Each year I plant vegetable seeds in the garden at their optimum times, preparing the soil for good growth. Each year I watch the bare ground for signs of germination, and each year without fail I get excited by the bits of green emerging. This loop of green is characteristic of beans when they germinate......
....and the seed itself rises above the soil, soon to show young leaves, while a root pushes into the ground.
Corn sends up furled green points that enlarge and become complex.
Parsnips have just germinated so are not showing their true frilled leaves yet....
....while carrots are farther along, so have some true leaves showing....
....as do the beets. But they are always recognizable by their red shoots.
This emergence, this growth, is all quite ordinary, but sometimes I stop to think about it and it truly amazes me: how is it that this tiny seed (Wikipedia has a wonderful article on the history and character of seeds) carries the information to become a particular large plant? (oh, I know it's DNA, but how remarkable!); how is it that a large plant begins here and with just water and the nutrients in the soil grows and grows, and in turn produces seed? Looked at it this way, life is a miracle, for animals as well as plants, each with their reproductive strategy. Sometimes I just can't comprehend it; it's too vast. It's no wonder that over millennia so much magic has surrounded life and growth.
Life is so persistent that plants come up unexpectedly, like this volunteer tomato plant. Its seed came from last year's tomatoes, fallen on the ground. It will never mature in time, so I weed out the volunteers. A weed is simply an unwanted plant, usually wild.
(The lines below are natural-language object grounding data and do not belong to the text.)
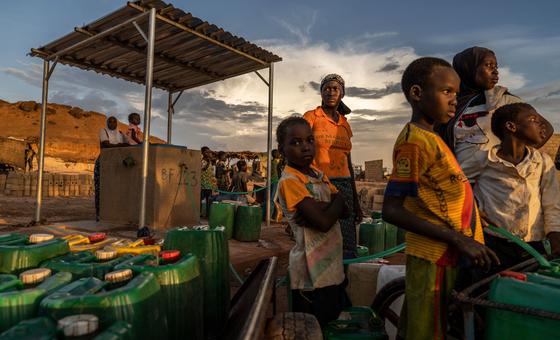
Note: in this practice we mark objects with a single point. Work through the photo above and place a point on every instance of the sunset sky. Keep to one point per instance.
(369, 43)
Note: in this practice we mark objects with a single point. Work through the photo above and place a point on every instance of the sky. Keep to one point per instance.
(369, 43)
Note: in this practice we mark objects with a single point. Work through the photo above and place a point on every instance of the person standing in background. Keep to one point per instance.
(333, 146)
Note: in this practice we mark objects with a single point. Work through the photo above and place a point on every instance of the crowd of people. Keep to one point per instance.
(221, 180)
(468, 158)
(111, 137)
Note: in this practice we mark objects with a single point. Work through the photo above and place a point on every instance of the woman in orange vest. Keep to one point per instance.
(332, 156)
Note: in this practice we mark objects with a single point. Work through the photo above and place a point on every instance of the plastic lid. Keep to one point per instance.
(513, 275)
(119, 275)
(170, 255)
(149, 241)
(97, 237)
(78, 325)
(37, 275)
(38, 238)
(106, 254)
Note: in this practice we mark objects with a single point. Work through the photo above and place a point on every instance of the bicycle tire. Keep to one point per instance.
(386, 296)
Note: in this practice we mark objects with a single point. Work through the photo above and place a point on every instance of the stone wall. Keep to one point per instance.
(22, 184)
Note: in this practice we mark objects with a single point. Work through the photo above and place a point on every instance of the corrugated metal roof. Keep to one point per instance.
(189, 52)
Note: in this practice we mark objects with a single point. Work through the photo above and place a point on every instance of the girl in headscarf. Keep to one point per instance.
(332, 156)
(469, 131)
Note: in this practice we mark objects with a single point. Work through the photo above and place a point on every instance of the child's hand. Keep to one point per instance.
(338, 200)
(478, 254)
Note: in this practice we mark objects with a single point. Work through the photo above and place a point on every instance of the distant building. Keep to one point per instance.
(374, 171)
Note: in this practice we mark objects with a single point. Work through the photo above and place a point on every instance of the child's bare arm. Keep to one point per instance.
(395, 213)
(317, 215)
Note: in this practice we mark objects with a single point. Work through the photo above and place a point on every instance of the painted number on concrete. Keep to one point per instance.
(183, 175)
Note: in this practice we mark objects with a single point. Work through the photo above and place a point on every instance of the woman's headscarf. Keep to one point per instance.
(465, 64)
(342, 108)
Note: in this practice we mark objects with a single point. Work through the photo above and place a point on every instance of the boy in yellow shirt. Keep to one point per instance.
(429, 196)
(312, 206)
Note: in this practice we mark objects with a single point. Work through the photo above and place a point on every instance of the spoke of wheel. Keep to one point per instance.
(392, 317)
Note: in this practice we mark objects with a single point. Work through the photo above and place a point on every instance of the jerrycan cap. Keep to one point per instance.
(78, 325)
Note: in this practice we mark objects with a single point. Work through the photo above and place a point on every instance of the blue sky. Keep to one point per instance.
(368, 42)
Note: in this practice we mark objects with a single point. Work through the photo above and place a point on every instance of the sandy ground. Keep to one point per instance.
(16, 211)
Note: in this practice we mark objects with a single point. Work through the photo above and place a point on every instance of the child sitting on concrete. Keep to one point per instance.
(134, 133)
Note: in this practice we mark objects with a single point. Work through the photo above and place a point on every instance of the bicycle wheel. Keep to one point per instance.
(385, 297)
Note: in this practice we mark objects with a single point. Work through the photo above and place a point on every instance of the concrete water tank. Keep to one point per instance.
(173, 187)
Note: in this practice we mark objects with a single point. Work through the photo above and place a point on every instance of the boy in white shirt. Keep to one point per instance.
(517, 188)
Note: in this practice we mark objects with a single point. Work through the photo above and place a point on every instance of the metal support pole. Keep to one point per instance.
(41, 161)
(147, 115)
(269, 144)
(170, 110)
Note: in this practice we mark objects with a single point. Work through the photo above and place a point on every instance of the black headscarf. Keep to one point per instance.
(465, 64)
(342, 108)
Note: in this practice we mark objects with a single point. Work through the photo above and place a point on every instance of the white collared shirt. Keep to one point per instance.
(524, 198)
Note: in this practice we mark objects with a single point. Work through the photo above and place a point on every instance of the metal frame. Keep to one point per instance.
(150, 38)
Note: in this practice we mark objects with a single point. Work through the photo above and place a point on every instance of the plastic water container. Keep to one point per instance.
(372, 236)
(79, 243)
(358, 323)
(46, 328)
(19, 300)
(362, 251)
(13, 238)
(222, 214)
(248, 221)
(538, 294)
(16, 258)
(137, 301)
(210, 246)
(391, 233)
(84, 264)
(181, 286)
(134, 247)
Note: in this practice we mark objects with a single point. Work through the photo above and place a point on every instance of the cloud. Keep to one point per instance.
(511, 80)
(366, 93)
(232, 114)
(390, 66)
(303, 34)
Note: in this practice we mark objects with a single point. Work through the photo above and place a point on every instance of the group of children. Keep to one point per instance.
(111, 137)
(231, 183)
(443, 207)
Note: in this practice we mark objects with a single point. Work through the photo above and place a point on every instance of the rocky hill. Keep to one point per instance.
(72, 133)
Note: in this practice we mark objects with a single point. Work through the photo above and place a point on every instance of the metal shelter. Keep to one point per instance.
(153, 43)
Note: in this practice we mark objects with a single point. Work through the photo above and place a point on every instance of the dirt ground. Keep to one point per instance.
(17, 211)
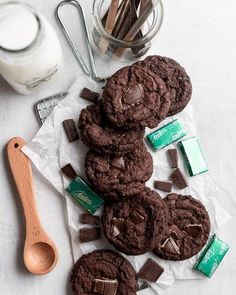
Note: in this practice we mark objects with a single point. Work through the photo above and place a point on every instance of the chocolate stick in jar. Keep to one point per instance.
(151, 4)
(119, 11)
(121, 17)
(110, 22)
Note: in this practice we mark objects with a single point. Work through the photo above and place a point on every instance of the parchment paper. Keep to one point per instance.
(50, 150)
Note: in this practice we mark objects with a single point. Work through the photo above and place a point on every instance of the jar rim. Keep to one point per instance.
(153, 30)
(31, 9)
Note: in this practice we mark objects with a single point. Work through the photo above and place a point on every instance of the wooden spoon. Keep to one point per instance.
(40, 253)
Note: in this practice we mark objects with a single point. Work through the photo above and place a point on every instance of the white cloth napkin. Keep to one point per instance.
(50, 150)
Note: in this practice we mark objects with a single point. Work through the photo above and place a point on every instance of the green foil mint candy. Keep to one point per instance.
(79, 190)
(212, 257)
(166, 135)
(193, 156)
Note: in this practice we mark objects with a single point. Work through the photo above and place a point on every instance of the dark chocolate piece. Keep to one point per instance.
(118, 226)
(194, 230)
(136, 216)
(150, 271)
(118, 162)
(105, 286)
(178, 179)
(173, 156)
(89, 234)
(69, 171)
(170, 246)
(165, 186)
(176, 232)
(133, 94)
(89, 219)
(89, 95)
(70, 129)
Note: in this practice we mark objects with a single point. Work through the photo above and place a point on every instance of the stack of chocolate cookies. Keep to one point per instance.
(135, 218)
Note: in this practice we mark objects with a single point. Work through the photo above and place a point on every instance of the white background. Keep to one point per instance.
(201, 35)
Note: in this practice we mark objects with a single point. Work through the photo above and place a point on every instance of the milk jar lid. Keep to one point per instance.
(19, 26)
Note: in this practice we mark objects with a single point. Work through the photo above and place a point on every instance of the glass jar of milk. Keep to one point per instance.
(30, 52)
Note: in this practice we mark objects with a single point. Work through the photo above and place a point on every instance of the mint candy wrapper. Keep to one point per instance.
(212, 257)
(87, 198)
(193, 156)
(166, 135)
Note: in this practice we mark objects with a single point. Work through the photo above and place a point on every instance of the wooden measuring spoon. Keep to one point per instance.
(40, 253)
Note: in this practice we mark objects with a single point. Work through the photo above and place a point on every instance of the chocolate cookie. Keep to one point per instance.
(116, 176)
(103, 272)
(189, 228)
(175, 77)
(135, 96)
(136, 224)
(100, 136)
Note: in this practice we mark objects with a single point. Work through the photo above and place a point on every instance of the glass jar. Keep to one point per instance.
(131, 49)
(30, 52)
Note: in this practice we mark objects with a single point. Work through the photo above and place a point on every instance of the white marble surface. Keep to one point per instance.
(199, 34)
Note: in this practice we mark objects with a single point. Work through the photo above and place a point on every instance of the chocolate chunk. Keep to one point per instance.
(151, 271)
(89, 234)
(119, 226)
(118, 162)
(165, 186)
(136, 216)
(70, 129)
(89, 219)
(194, 230)
(173, 156)
(89, 95)
(179, 179)
(170, 246)
(175, 232)
(133, 94)
(69, 171)
(105, 286)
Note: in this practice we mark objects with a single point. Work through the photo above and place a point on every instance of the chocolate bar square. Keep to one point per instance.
(173, 156)
(69, 171)
(89, 95)
(89, 234)
(70, 129)
(89, 219)
(178, 179)
(165, 186)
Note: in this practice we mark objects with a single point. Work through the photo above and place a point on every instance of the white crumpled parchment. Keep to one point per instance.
(50, 150)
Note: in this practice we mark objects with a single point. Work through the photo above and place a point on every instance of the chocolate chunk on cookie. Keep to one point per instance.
(189, 228)
(98, 134)
(175, 77)
(142, 224)
(150, 271)
(103, 272)
(135, 96)
(119, 176)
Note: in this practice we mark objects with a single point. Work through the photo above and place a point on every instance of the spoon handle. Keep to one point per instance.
(22, 173)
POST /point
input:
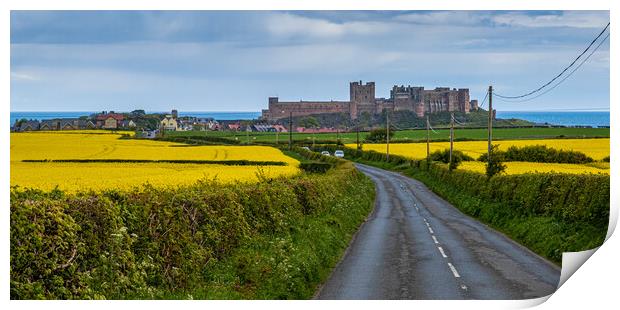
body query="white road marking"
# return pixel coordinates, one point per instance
(454, 272)
(442, 252)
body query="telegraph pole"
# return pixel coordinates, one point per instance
(357, 133)
(290, 131)
(451, 135)
(490, 125)
(428, 138)
(387, 134)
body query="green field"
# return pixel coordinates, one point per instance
(407, 135)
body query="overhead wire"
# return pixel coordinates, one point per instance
(562, 80)
(561, 73)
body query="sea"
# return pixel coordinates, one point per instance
(563, 118)
(75, 114)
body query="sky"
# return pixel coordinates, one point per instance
(235, 60)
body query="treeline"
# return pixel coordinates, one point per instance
(550, 213)
(274, 239)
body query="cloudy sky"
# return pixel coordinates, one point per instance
(233, 61)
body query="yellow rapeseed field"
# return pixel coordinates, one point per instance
(82, 176)
(517, 167)
(595, 148)
(99, 145)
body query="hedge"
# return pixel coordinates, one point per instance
(241, 162)
(550, 213)
(278, 238)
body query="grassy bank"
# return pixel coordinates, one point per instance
(410, 135)
(549, 213)
(278, 238)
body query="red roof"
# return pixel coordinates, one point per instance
(116, 116)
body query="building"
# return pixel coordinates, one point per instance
(169, 123)
(109, 120)
(362, 99)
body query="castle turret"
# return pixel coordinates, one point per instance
(360, 95)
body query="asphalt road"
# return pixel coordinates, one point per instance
(415, 245)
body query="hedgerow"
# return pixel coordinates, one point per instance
(278, 238)
(540, 154)
(550, 213)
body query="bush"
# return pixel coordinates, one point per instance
(444, 157)
(273, 239)
(315, 166)
(550, 213)
(495, 164)
(378, 135)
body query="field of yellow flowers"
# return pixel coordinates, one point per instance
(595, 148)
(98, 145)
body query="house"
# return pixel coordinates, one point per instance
(149, 134)
(109, 120)
(127, 124)
(50, 124)
(29, 126)
(169, 123)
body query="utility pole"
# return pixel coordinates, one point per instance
(490, 124)
(451, 135)
(290, 131)
(387, 133)
(357, 132)
(428, 139)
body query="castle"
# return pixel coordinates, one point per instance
(362, 100)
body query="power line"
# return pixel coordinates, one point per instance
(561, 73)
(484, 100)
(562, 80)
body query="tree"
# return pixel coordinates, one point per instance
(495, 165)
(379, 135)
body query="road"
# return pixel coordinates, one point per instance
(415, 245)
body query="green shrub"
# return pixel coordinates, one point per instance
(541, 154)
(315, 166)
(495, 164)
(379, 135)
(274, 239)
(444, 157)
(550, 213)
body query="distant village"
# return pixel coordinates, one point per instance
(150, 125)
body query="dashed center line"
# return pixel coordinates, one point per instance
(442, 252)
(454, 272)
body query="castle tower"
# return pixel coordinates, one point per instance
(360, 94)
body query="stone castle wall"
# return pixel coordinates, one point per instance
(362, 99)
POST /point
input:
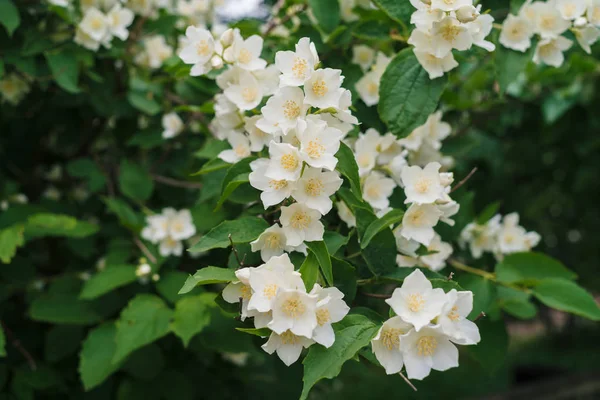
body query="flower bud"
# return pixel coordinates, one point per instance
(467, 14)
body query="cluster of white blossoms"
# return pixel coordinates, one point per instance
(168, 230)
(549, 20)
(444, 25)
(368, 85)
(427, 326)
(499, 236)
(276, 297)
(98, 28)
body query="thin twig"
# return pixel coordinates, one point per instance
(407, 381)
(17, 345)
(144, 250)
(237, 256)
(464, 180)
(177, 183)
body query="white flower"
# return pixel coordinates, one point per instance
(386, 345)
(240, 148)
(287, 345)
(449, 34)
(453, 318)
(286, 162)
(418, 222)
(315, 187)
(363, 56)
(571, 9)
(246, 94)
(172, 125)
(119, 19)
(283, 111)
(345, 214)
(296, 67)
(95, 24)
(274, 191)
(269, 279)
(516, 33)
(427, 349)
(416, 302)
(323, 88)
(435, 67)
(377, 189)
(422, 186)
(246, 53)
(548, 21)
(330, 309)
(300, 224)
(294, 310)
(550, 51)
(319, 143)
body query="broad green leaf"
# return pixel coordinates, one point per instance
(310, 271)
(242, 230)
(348, 167)
(63, 309)
(208, 276)
(327, 13)
(134, 181)
(351, 334)
(407, 95)
(529, 268)
(65, 69)
(107, 280)
(58, 225)
(97, 352)
(9, 16)
(145, 319)
(565, 295)
(192, 314)
(10, 239)
(320, 251)
(391, 218)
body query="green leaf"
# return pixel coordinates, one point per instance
(39, 225)
(242, 230)
(107, 280)
(310, 271)
(134, 181)
(529, 268)
(351, 334)
(348, 167)
(407, 95)
(208, 276)
(327, 13)
(145, 319)
(192, 314)
(9, 16)
(391, 218)
(565, 295)
(322, 254)
(63, 309)
(11, 238)
(65, 69)
(97, 352)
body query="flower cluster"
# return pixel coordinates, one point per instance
(276, 297)
(169, 229)
(426, 326)
(499, 236)
(444, 25)
(550, 20)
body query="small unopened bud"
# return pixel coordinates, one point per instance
(227, 38)
(216, 62)
(467, 14)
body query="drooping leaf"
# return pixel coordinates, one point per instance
(407, 95)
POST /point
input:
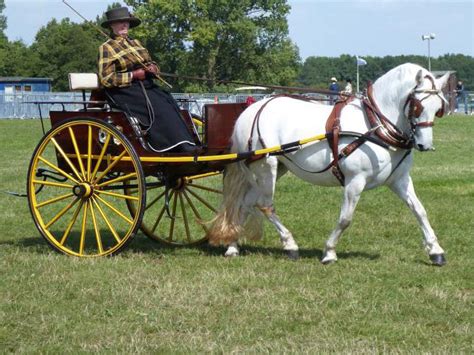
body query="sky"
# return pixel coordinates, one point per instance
(318, 27)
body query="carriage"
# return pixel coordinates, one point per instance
(92, 182)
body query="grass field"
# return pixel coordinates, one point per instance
(381, 296)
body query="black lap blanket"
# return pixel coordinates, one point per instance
(167, 129)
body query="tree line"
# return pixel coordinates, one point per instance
(246, 41)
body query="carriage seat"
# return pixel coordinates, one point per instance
(83, 81)
(88, 81)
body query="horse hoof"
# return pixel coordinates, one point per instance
(328, 261)
(293, 254)
(438, 259)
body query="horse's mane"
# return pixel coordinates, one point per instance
(392, 88)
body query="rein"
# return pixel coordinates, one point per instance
(384, 129)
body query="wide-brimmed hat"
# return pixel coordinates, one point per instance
(120, 14)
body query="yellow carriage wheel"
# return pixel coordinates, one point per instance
(193, 202)
(75, 188)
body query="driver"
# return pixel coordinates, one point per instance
(126, 72)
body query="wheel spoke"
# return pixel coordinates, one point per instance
(56, 199)
(160, 215)
(59, 170)
(110, 167)
(71, 223)
(120, 214)
(155, 200)
(89, 152)
(205, 188)
(84, 229)
(78, 153)
(61, 213)
(108, 193)
(112, 229)
(173, 218)
(101, 157)
(96, 229)
(119, 179)
(196, 212)
(65, 157)
(204, 202)
(185, 218)
(50, 183)
(201, 176)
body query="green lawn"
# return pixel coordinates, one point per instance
(381, 296)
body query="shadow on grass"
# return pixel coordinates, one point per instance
(144, 245)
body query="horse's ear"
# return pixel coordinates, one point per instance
(419, 77)
(441, 82)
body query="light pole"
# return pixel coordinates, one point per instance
(428, 38)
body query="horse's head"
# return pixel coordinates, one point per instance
(425, 102)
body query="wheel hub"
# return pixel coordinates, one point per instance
(83, 190)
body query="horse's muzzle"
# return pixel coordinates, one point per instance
(423, 148)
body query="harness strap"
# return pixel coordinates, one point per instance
(333, 128)
(256, 119)
(385, 130)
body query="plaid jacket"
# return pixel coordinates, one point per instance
(118, 57)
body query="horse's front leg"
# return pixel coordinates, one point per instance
(404, 189)
(286, 238)
(352, 192)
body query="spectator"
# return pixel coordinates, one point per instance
(461, 96)
(348, 88)
(334, 87)
(250, 100)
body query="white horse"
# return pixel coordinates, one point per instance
(397, 114)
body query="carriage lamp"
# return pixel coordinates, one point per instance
(428, 38)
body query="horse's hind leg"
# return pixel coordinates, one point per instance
(266, 173)
(352, 192)
(404, 189)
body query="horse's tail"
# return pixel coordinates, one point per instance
(227, 226)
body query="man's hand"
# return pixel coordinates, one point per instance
(153, 69)
(138, 74)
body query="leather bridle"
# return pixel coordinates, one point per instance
(415, 106)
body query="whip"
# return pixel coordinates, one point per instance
(139, 60)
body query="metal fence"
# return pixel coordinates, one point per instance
(21, 105)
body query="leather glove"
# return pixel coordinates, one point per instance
(138, 74)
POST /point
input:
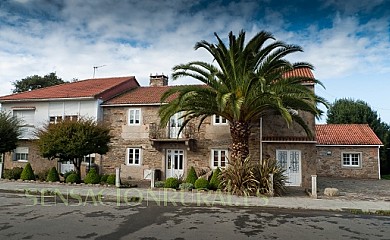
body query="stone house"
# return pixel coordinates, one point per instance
(347, 150)
(141, 145)
(53, 104)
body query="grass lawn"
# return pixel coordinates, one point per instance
(387, 177)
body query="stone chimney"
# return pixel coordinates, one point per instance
(158, 80)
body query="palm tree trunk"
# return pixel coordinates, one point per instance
(240, 133)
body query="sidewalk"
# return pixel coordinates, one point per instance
(92, 194)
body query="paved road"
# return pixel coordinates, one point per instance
(34, 218)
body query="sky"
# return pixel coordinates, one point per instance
(348, 41)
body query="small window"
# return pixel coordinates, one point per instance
(219, 158)
(134, 116)
(133, 156)
(21, 154)
(351, 159)
(218, 120)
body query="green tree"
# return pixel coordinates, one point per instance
(248, 81)
(35, 82)
(347, 110)
(72, 140)
(10, 130)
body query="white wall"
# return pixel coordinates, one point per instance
(43, 110)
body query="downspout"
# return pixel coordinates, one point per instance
(379, 163)
(261, 139)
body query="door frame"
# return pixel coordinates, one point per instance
(298, 178)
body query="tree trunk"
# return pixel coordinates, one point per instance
(240, 133)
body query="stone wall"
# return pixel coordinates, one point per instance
(329, 162)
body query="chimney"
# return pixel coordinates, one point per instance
(158, 80)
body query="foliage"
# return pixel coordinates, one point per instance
(35, 82)
(357, 111)
(172, 182)
(13, 173)
(53, 175)
(201, 183)
(239, 178)
(103, 178)
(215, 179)
(159, 184)
(27, 173)
(72, 140)
(191, 177)
(111, 179)
(10, 130)
(262, 171)
(66, 174)
(73, 178)
(186, 186)
(249, 80)
(92, 177)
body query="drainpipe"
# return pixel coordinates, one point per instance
(379, 163)
(261, 139)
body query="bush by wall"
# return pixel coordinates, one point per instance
(53, 175)
(172, 183)
(92, 177)
(191, 177)
(27, 173)
(111, 179)
(73, 178)
(215, 182)
(201, 183)
(13, 173)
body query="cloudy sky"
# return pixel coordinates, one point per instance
(347, 41)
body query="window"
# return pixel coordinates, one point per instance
(133, 156)
(134, 116)
(20, 154)
(219, 158)
(351, 159)
(89, 158)
(218, 120)
(27, 116)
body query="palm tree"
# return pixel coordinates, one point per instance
(247, 82)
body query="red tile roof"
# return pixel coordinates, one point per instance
(103, 88)
(141, 95)
(301, 72)
(346, 134)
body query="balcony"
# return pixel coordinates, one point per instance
(166, 137)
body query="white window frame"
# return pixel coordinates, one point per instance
(219, 152)
(128, 155)
(134, 110)
(21, 154)
(350, 165)
(221, 120)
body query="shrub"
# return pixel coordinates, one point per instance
(66, 174)
(13, 173)
(186, 186)
(191, 177)
(72, 178)
(92, 177)
(111, 179)
(53, 175)
(215, 182)
(172, 183)
(159, 184)
(103, 178)
(239, 179)
(27, 173)
(201, 183)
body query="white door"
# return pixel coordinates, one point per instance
(175, 123)
(174, 163)
(290, 161)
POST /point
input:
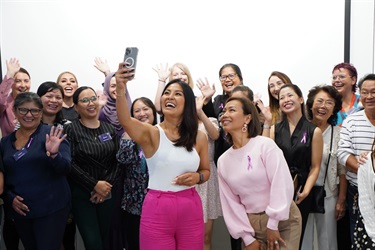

This dill seedling is another volunteer, but I'll allow this one to grow since it's in a convenient spot.
In a cultivated garden, we are always challenged by abundant life where we don't want it: here weeds and flowers––annual poppies, purslane, some kind of grass––growing alongside the leek. Their seeds were scattered last summer and fall, and with the spring warmth they've germinated. I allow some poppies to grow in other parts of the garden; their papery red blossoms are a joy. And I never have to plant their seeds, since they return each year, self-seeded time and time again. Some seeds have to be nursed along, others will burst forth robustly; all have small, undistinguished beginnings, but grow determinedly into their own plant character. How marvelous!